Although this list looks entirely different from the conventional build, the deck still follows the same concept. It tries to fill its graveyard early with cycling creatures, then resolve a Living End for a one-sided wrath effect and a board of creatures that represent lethal damage on your next turn. This is easier said than done, as decks that pack hand disruption and/or countermagic such as Grixis Shadow and Jeskai are prominent in the format. This is where As Foretold does its magic, as it allows you to go off with Living End on the same turn that it enters play.
This list is mono-blue for a reason, as it is stacked with 12 counter spells which are all vital in helping you to protect your hand until you can resolve As Foretold. It is the only means for you to cast Living End, so making sure that it enters play is of utmost importance. Not all of your creatures are castable with your manabase, so make sure that you prioritize cycling the ones that you can't cast such as Street Wraith and Architects of Will. The rest of the creatures are pretty much vanilla, and the absence of removal could make you vulnerable to aggression if you don't get to power out Living End in time.
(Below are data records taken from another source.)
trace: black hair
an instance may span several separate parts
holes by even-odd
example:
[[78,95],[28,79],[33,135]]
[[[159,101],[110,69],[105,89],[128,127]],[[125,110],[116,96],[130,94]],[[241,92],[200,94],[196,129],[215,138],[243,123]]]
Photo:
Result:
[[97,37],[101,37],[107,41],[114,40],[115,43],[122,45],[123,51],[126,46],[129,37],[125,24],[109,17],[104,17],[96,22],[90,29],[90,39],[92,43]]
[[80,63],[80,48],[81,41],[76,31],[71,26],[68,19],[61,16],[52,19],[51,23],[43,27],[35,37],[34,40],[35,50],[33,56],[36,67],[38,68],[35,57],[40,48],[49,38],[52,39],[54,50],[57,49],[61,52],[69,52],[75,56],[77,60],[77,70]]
The deck's sideboard might come across as weird, as the 8 Leylines are completely dead draws outside of the opening hand. Both Leyline of Sanctity and Leyline of the Void can shut down some decks as soon as they hit play, but it is a risky predicament considering that you'll have to draw them on your opening hand for them to be of any use at all. The rest of the sideboard consists of more disruption and removal. The exact choices here are something that could be tinkered with once you've grown accustomed to the deck.
With the element of unpredictability as your main weapon, this list could help you take down tournaments once you've mastered the correct hands to keep. Modern will continue to be a wide-open format until Pro Tour Rivals of Ixalan, so trying this out might be a good idea after all. Just make sure that you test it against as many decks as possible!